Independent journalism on UK fracking, onshore oil and gas and the reactions to it
The use of hydrogen to help meet UK carbon targets does not justify an expansion of the onshore oil and gas industry, campaigners said today.
A briefing paper by the Weald Action Group, a network opposing hydrocarbon developments in southern England, argued there was no need to make hydrogen from fossil fuels.
The paper was a response to recent comments by some onshore oil and gas companies that they were contributing to the UK’s net zero target by providing gas that could be used to make hydrogen.

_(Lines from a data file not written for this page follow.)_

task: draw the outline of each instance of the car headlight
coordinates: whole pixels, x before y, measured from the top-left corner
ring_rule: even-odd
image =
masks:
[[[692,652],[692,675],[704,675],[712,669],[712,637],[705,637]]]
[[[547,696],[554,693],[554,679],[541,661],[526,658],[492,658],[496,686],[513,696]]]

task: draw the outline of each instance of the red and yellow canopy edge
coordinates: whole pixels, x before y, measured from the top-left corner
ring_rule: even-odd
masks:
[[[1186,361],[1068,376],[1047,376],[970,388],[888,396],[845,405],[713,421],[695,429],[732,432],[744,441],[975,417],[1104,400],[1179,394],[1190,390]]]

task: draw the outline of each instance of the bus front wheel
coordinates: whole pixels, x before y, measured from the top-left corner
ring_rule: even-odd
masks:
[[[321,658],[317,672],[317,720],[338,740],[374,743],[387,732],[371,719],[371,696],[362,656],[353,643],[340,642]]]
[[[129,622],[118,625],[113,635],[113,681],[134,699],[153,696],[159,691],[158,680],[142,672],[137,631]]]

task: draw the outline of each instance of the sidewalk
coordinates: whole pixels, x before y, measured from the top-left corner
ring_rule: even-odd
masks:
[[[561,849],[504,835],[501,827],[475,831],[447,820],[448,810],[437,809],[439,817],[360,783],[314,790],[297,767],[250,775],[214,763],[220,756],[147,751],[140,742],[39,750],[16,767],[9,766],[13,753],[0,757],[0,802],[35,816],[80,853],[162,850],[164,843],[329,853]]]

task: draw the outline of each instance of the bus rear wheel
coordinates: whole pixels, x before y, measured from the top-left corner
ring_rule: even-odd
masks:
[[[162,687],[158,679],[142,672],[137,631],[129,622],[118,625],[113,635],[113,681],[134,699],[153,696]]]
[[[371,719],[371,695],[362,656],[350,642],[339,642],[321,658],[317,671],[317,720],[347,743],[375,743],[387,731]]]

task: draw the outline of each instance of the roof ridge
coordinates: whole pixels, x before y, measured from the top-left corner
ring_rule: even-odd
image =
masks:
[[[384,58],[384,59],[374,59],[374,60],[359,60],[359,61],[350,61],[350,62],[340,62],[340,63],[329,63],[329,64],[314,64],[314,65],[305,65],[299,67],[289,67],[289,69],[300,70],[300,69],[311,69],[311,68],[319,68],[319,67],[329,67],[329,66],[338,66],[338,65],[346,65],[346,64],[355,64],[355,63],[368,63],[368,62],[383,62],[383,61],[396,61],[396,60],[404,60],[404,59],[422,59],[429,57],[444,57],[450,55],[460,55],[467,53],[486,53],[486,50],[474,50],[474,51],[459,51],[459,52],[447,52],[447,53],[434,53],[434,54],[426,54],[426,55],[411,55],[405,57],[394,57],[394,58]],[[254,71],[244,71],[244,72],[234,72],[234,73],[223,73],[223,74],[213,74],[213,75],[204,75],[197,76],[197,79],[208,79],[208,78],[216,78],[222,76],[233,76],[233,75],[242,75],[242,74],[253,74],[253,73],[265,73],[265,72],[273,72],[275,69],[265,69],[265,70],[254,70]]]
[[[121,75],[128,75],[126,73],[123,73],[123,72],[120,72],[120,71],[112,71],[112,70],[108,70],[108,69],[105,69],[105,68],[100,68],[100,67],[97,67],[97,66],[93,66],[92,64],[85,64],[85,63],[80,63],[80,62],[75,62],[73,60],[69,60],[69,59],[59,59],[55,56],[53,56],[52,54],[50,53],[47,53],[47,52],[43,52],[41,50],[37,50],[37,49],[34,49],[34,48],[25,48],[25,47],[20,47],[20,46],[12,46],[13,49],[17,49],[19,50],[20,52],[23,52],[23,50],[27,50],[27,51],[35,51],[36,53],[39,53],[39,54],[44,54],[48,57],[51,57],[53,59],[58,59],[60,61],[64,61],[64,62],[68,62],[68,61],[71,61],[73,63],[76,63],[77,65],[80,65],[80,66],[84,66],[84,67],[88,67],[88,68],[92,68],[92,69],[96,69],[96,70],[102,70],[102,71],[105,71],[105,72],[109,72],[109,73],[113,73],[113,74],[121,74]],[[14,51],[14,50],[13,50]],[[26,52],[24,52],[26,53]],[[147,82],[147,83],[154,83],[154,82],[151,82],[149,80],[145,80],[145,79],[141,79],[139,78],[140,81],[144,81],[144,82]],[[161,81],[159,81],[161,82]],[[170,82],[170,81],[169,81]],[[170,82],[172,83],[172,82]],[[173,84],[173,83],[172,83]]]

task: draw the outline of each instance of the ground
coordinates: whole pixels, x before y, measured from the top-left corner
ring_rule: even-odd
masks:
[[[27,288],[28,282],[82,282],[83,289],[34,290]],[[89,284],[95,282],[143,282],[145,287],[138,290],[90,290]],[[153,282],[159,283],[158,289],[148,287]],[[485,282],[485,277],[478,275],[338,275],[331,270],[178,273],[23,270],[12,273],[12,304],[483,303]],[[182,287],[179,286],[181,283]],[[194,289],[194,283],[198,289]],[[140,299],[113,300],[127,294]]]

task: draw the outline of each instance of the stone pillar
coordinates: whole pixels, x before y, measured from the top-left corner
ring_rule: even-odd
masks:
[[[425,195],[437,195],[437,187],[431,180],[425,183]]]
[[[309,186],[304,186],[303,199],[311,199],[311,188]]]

The Weald Action Group has accepted that some parts of the economy would be difficult to decarbonise and using hydrogen as a clean fuel was a possible option.

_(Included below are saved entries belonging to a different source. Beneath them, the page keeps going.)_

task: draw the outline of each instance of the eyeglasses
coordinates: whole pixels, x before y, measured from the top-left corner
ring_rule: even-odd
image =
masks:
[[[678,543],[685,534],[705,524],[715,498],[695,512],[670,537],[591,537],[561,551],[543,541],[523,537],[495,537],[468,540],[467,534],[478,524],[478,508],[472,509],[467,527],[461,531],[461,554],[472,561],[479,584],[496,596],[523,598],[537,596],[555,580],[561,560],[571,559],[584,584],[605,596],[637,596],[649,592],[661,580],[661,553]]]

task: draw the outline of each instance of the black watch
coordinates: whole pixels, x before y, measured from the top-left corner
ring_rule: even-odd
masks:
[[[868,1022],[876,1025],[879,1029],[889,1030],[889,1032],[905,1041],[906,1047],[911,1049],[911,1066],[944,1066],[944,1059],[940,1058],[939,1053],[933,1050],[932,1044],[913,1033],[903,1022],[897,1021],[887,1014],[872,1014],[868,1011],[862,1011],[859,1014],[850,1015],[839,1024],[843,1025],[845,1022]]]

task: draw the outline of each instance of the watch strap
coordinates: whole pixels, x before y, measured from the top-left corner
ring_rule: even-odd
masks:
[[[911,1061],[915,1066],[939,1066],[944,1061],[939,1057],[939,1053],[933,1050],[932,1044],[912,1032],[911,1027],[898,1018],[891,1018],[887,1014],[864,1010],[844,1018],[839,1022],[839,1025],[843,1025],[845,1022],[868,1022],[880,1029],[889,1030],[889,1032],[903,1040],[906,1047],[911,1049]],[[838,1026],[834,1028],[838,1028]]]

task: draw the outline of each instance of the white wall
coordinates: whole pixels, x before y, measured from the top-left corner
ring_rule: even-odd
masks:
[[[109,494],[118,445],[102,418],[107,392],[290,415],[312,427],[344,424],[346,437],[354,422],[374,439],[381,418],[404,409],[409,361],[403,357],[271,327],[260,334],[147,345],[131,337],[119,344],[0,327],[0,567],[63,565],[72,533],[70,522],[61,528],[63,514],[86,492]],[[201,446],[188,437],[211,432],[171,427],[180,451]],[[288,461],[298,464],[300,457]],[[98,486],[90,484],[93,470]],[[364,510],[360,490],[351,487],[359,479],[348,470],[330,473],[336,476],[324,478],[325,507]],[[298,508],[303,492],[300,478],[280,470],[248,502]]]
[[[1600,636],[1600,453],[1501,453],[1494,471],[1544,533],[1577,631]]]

But it argued in the paper that production of hydrogen from methane, known as grey hydrogen, produced large amounts of pollution emissions and contributed to climate change.

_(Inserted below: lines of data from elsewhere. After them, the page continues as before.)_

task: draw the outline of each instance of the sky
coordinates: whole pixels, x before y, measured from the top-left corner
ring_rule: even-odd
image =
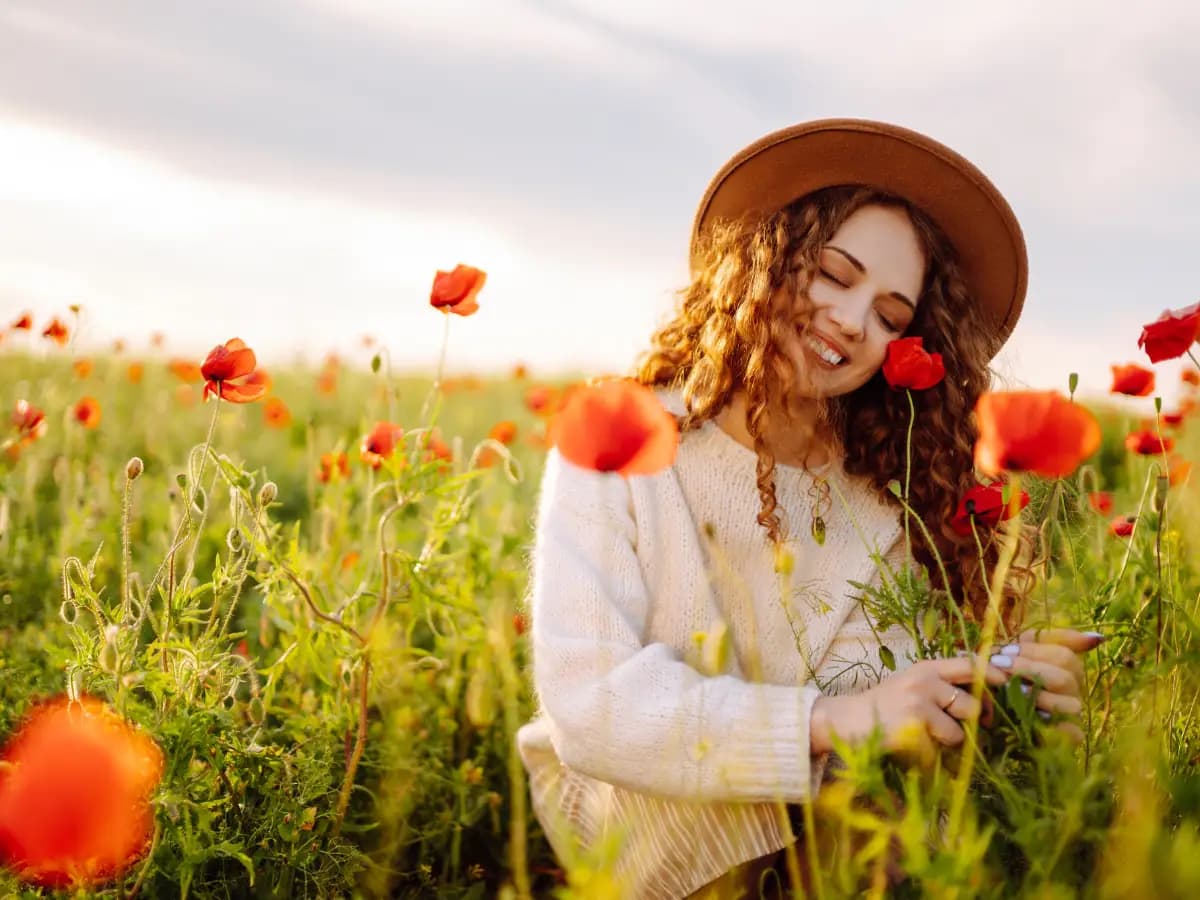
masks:
[[[236,335],[268,363],[365,364],[371,335],[427,370],[433,274],[463,262],[488,282],[450,370],[624,372],[717,169],[850,116],[1016,211],[1001,383],[1099,395],[1200,299],[1198,44],[1187,0],[5,0],[0,321],[77,303],[83,347]]]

Production from methane using carbon capture and storage (CCS), called blue hydrogen by the industry, had lower emissions. But the briefing paper said progress to commercial-scale CCS had been “painfully slow” and:
“there are serious doubts it will be a viable option for mitigating emissions from fossil fuel hydrogen production in the next few decades.”
The paper said green hydrogen, produced from water using renewable electricity, had very low carbon emissions and costs were falling rapidly.
The author of the paper, Ann Stewart, said:
“Hydrogen is likely to be a key piece of the jigsaw for decarbonising energy-intensive sectors such as steel and chemicals and for HGV transport, aviation and shipping – but only if it is produced from sustainable, renewable energy sources.
“Instead of using yet more fossil fuels with their devastating impact on the climate, hydrogen can be made from water, with very low emissions. There is absolutely no justification for producing more fossil gas, in the Weald or elsewhere.”
Industry interests in hydrogen
In June last year, the fracking company, Cuadrilla, said it was “engaging in a number of existing initiatives” to use shale gas as a source of “emission-free UK energy” by 2050.
IGas announced last month that it planned to turn methane extracted at some of its sites in south east England into, initially grey hydrogen, and perhaps later into blue hydrogen.
In June 2020, Stephen Sanderson, the chief executive of UK Oil & Gas, told Surrey County Council:
“We believe that well-regulated and safely produced indigenous gas, such as Loxley [Dunsfold], represents a vital opportunity to help meet net zero targets by providing the most cost-effective solution for the future UK production of clean hydrogen fuel.”
The Weald Action Group’s paper said of Mr Sanderson’s comment on hydrogen:
“Such claims are misleading. At the point of use, hydrogen is a clean fuel. However, it is not freely available and has to be manufactured, either from fossil fuels or water – with very differing climate impacts.”
The paper said grey hydrogen was more carbon intensive than burning methane directly.
It described blue hydrogen, using CCS, as “still a pipe dream”. It said the UK was unlikely to have sufficient CCS capacity in the coming decades to reach net zero by 2050.
CCS would also not reduce emissions to zero, the paper said. Two flagship projects in north America removed just over 30%, it said, while an academic study of blue hydrogen production found that CCS plants captured between 53%-90% of carbon dioxide.
CCS itself was carbon intensive, the paper added, requiring additional energy.
“The higher the CO2 capture rate the greater the cost as more energy is required. The additional fossil fuels required for the capture process will, when burned, also produce other pollutants such as sulphur dioxide (SO2) and particulates.”
DrillOrDrop invited UK Oil & Gas to comment on the paper.